Au CISSSO, on indique qu’il n’y a actuellement aucune unité de débordement ouverte pour désengorger les urgences. À Gatineau et à Hull, les taux d’occupation dépassent les 170 %.

Le CISSSO doit gérer des urgences qui débordent

Devant toujours composer avec une vingtaine de lits « non disponibles », le Centre intégré de santé et de services sociaux de l’Outaouais (CISSSO) doit gérer des urgences qui débordent dans les hôpitaux de Hull et de Gatineau.
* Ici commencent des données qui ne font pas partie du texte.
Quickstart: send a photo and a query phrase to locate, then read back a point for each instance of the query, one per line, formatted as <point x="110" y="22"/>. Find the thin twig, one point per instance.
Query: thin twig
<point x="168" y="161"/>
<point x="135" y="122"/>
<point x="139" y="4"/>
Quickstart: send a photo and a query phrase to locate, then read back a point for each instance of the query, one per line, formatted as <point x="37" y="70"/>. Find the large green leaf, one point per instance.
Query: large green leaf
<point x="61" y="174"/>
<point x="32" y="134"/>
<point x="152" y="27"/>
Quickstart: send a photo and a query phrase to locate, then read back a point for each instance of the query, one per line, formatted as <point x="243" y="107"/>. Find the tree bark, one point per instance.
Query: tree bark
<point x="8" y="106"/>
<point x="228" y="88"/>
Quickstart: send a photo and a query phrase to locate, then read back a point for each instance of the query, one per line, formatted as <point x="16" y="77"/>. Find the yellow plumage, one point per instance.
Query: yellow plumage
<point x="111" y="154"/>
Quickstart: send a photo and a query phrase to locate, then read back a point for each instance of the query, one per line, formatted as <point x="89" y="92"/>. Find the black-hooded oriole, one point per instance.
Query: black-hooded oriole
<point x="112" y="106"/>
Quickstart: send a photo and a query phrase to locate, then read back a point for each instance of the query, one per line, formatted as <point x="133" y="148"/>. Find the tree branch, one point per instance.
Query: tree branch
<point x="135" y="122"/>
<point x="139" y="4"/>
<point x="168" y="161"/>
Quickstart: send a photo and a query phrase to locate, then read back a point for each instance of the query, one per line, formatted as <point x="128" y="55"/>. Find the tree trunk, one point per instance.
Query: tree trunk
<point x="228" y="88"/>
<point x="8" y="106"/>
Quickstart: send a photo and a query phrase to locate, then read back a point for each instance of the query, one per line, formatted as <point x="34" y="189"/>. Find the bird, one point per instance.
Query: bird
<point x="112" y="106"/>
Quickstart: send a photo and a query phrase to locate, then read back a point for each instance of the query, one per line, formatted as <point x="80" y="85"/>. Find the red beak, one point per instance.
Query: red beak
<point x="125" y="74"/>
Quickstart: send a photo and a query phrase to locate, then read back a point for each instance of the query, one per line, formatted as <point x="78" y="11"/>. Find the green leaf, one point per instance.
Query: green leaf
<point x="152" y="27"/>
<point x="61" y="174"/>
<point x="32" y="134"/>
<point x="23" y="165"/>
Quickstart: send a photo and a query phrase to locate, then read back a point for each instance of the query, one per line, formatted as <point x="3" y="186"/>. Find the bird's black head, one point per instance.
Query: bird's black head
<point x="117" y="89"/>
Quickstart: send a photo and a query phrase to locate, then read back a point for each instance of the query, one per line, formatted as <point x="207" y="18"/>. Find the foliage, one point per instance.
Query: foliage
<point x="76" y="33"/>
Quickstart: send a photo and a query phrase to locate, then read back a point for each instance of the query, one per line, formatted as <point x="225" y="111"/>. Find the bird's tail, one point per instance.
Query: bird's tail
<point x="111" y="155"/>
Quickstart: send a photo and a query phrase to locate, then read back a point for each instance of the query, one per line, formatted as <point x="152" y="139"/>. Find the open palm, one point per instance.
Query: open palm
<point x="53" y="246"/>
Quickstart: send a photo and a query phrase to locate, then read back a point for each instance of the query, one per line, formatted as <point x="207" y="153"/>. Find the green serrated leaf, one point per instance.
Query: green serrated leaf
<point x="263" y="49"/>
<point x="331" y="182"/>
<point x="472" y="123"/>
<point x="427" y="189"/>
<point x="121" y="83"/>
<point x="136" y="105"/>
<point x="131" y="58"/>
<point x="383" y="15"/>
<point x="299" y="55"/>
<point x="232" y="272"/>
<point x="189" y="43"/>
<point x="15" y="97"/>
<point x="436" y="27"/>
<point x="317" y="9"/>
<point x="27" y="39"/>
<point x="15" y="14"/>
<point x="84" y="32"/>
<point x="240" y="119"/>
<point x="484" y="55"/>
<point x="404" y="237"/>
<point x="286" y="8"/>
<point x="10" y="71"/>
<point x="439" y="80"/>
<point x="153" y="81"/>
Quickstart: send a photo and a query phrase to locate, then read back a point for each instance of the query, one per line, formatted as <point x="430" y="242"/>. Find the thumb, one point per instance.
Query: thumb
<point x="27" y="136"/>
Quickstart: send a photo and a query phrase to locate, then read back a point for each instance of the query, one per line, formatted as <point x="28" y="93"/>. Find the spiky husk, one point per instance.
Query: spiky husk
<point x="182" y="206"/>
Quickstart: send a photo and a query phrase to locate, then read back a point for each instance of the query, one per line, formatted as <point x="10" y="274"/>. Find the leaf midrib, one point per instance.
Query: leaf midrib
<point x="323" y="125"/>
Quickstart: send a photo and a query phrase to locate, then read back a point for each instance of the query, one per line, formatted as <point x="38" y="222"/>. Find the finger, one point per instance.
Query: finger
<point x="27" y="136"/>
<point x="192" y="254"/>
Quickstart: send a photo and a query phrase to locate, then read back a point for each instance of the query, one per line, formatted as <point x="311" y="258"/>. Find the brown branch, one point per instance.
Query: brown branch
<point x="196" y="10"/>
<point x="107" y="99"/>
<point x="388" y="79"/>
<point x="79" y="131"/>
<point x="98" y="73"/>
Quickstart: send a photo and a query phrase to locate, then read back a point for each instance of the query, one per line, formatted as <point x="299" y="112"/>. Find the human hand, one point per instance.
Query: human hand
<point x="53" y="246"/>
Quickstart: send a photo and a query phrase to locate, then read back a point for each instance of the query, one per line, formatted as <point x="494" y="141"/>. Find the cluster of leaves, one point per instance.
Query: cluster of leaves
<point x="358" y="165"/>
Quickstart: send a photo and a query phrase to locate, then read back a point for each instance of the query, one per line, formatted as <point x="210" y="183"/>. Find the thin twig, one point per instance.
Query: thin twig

Pendant qu’une vingtaine de patients y occupaient lundi matin une civière depuis plus de 48 heures, ils sont des dizaines à tourner les talons avant d’avoir pu y voir un médecin.

Lundi matin, à 9 h, le taux d’occupation de l’urgence de l’Hôpital de Gatineau se situait à 186 %. On y retrouvait 52 patients sur civière, alors que la capacité normale n’est que de 28. Du lot, près du tiers étaient des cas de santé mentale.

Les statistiques obtenues par Le Droit montrent que la congestion à l’urgence découle entre autres d’un manque de lits sur les unités de soins aux étages. 

Sur les 52 patients alités à l’urgence, 25 étaient en attente d’hospitalisation. 

Quinze personnes occupaient une civière depuis plus de 48 heures, alors que la cible ministérielle est d’une durée moyenne de séjour de 12 heures.

Au cours de la journée de dimanche, l’urgence de l’Hôpital de Gatineau a compté 103 visites. 

Il y a toutefois eu 27 patients qui ont quitté les lieux avant d’avoir vu un médecin, ce qui représente plus du quart du nombre total de visites.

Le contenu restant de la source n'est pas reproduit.